Berkshire’s Double Divergence Spells Trouble

Berkshire Hathaway’s shareholders are not like the owners of other public companies. By following Warren Buffett’s long-term approach, most of them stay with the company in good times and bad, regardless of what the market is doing with the price of the stock. Nevertheless, it pays to be prepared.

The last time we wrote about Berkshire was on November 25th, 2016. Almost nine months ago, while the stock was trading slightly below $160 a share, Elliott Wave analysis suggested the bulls should be able to reach $170, only to complete the five-wave impulse pattern, which has been in progress since the low in 2009. According to the theory, every impulse is followed by a three-wave correction in the opposite direction.

BRK.B is already approaching the $180 mark, so obviously we underestimated the strength of the uptrend. But does this mean the overall outlook has changed and we should no longer expect a decline? The updated chart below might help us find out.

berkshire monthly elliott wave chart

The monthly chart of Berkshire stock shows that the entire advance since March 2009 still looks like a textbook impulse. Furthermore, the relative strength index shows the typical bearish divergence between waves (5) and (3), indicating the bulls are slowly but surely running out of power.

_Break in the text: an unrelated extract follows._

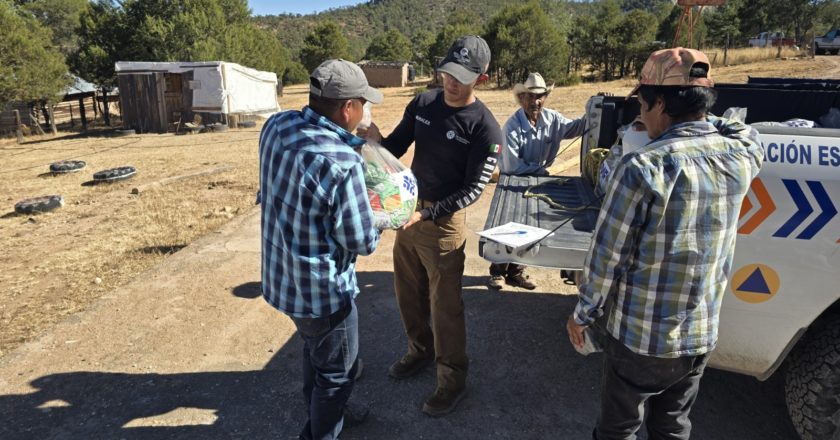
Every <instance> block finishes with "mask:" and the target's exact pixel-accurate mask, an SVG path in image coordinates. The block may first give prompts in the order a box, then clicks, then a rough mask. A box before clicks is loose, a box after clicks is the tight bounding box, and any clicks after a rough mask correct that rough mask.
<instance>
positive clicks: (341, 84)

Usually, the negative phase of the cycle drags the price back to the support area of the fourth wave. Here, this means that once wave (5) ends, BRK.B stock should plunge to the zone between $130 and $120 a share. What is left of wave (5) then?

berkshire elliott wave analysis monthly chart

The weekly chart above allows us to take a look at the wave structure of wave (5). As you can see, it too looks like a complete five-wave pattern. The sub-waves of wave 3 of (5) are also clearly visible. And, just like on the previous chart, the RSI indicator shows a bearish divergence between the last two high in wave 5 and 3 of (5).

Even the best of companies, one of which Berkshire Hathaway undoubtedly is, are not immuned to market declines, as the 2007-2009 period clearly demonstrated. Long-term shareholder should probably stay true to they philosophy and hold BRK.B no matter what, but for those, who are yet to join Mr. Buffett’s boat, $180 might turn out to be a very inappropriate level to buy in.